Poseidon Water is a private company that partners with public agencies to deliver water infrastructure projects. The company’s primary focus is developing large-scale reverse osmosis seawater desalination plants. Poseidon is developing a second seawater desalination facility in Huntington Beach, Calif., that is in the final phase of the permitting process.
The Carlsbad plant uses reverse osmosis to produce a highly reliable supply, day-in and day-out, regardless of weather or climate conditions, and it is blended with water from other sources for regional distribution. It costs about a half-cent to produce a gallon of drinking water at the plant.
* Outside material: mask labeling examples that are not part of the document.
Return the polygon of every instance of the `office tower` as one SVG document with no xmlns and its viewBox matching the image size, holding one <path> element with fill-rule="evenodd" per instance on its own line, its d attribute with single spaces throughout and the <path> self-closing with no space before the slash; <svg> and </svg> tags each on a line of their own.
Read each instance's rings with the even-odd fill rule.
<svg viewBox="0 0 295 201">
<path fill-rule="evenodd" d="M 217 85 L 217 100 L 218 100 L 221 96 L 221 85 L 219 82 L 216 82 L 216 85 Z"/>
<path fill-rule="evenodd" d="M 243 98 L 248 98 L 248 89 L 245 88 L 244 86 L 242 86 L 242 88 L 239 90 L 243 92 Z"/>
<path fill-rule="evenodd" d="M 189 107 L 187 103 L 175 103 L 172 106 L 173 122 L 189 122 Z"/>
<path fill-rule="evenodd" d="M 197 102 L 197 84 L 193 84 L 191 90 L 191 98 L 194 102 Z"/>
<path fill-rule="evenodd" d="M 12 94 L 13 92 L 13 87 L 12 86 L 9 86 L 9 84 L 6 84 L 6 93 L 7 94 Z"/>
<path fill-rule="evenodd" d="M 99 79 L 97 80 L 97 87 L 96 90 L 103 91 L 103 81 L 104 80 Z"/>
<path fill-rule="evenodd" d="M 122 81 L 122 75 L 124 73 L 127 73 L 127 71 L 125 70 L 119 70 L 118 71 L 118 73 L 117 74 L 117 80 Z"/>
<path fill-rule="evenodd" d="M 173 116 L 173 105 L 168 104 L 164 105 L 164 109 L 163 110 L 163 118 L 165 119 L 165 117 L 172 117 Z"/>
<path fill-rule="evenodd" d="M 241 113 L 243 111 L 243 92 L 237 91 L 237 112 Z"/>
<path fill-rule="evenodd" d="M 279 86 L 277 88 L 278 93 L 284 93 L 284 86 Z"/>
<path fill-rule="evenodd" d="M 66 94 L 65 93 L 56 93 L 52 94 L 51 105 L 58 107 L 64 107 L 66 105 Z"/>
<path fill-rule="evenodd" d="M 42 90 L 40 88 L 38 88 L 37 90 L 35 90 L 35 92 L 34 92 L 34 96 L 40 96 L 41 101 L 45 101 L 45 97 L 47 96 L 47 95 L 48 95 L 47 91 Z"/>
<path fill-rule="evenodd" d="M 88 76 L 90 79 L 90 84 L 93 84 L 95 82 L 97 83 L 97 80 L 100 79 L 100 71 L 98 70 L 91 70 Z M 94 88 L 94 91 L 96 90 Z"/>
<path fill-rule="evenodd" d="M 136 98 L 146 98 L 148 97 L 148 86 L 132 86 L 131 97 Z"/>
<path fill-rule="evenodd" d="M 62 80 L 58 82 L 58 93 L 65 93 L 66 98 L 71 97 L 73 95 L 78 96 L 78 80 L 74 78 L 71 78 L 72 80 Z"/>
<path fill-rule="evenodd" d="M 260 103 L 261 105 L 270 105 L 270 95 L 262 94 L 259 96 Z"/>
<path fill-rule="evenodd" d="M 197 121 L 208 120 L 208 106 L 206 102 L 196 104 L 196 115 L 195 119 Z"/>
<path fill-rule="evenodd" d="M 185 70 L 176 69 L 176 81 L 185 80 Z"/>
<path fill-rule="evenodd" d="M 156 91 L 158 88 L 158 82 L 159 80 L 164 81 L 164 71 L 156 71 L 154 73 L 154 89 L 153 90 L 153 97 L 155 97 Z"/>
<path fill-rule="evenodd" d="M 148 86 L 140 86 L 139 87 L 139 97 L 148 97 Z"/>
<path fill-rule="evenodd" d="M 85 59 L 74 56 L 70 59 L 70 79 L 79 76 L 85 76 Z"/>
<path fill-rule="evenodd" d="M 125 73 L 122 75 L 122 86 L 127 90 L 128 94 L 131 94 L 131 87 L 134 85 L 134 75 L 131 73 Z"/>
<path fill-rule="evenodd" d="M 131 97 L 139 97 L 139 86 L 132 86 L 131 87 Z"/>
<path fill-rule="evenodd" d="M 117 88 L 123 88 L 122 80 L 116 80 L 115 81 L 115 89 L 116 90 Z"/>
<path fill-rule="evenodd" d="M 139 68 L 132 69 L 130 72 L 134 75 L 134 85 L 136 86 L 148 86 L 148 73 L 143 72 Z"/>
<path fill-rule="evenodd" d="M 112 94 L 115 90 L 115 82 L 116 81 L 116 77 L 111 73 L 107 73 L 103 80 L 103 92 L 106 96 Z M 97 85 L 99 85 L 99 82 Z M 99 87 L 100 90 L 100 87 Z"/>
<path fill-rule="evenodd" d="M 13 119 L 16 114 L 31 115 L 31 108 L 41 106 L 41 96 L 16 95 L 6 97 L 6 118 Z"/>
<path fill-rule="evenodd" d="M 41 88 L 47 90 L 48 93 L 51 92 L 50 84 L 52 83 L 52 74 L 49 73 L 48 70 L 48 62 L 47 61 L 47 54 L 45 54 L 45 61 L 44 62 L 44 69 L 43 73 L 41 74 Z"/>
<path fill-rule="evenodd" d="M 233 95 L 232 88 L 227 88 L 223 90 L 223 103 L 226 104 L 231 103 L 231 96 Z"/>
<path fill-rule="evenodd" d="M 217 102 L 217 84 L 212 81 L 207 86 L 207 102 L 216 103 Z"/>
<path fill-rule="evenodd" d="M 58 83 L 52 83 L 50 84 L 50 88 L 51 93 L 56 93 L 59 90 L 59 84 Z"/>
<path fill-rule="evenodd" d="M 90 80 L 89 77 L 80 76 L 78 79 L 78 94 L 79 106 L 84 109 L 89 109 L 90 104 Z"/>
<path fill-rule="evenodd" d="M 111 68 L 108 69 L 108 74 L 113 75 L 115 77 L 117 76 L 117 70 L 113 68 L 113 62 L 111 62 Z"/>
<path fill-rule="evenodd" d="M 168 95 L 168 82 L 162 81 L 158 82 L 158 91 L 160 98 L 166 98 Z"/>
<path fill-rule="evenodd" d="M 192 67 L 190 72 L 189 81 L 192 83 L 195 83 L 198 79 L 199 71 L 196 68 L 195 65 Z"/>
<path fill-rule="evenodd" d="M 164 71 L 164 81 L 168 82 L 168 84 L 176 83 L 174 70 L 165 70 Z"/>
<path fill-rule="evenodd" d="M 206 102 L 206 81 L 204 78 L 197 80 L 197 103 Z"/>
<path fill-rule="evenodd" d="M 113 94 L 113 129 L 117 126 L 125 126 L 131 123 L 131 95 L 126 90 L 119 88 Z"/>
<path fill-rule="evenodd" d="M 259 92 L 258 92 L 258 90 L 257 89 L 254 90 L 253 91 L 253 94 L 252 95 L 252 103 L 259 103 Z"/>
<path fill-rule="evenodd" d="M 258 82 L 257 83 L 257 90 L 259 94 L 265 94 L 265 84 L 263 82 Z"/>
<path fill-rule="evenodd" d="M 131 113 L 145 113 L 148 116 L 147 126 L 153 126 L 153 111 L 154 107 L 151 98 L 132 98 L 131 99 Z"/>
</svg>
Desalinated water costs typical homeowners in the region about an additional $5 per month, in line with the low end of projections when the project was approved in late 2012.
Since the drought of 1987-92, the Water Authority has transformed the region’s water supply mix through a long-term strategy to diversify its water supplies and enhance regional water infrastructure. Elements of the strategy include:
- Implementing the nation’s largest agriculture-to-urban water conservation and transfer agreement with the Imperial Irrigation District;
- Securing additional long-term, highly reliable Colorado River water supplies through canal-lining projects in the Imperial Valley;
- Assisting local member agencies in developing their own local water sources; and
- Helping reduce regional per capita potable water use by nearly 40 percent between 1990 and 2015 through legislation, education, incentives and other measures to promote conservation and water-use efficiency.
The strategy has worked so well that the San Diego region has sufficient water supplies to meet normal water demands after five years of drought, and it passed the state’s water supply “stress test” that assumes the drought will continue another three years.
Starting in the early 1990s, the Water Authority began investigating the potential for a desalination project along the county’s coastline. It identified the Carlsbad site as one of the most likely locations because of the existing seawater intake and discharge infrastructure used by the Encina Power Station and its location relative to the Water Authority’s distribution system. Poseidon Water spearheaded efforts to develop the Carlsbad site starting in the late 1990s.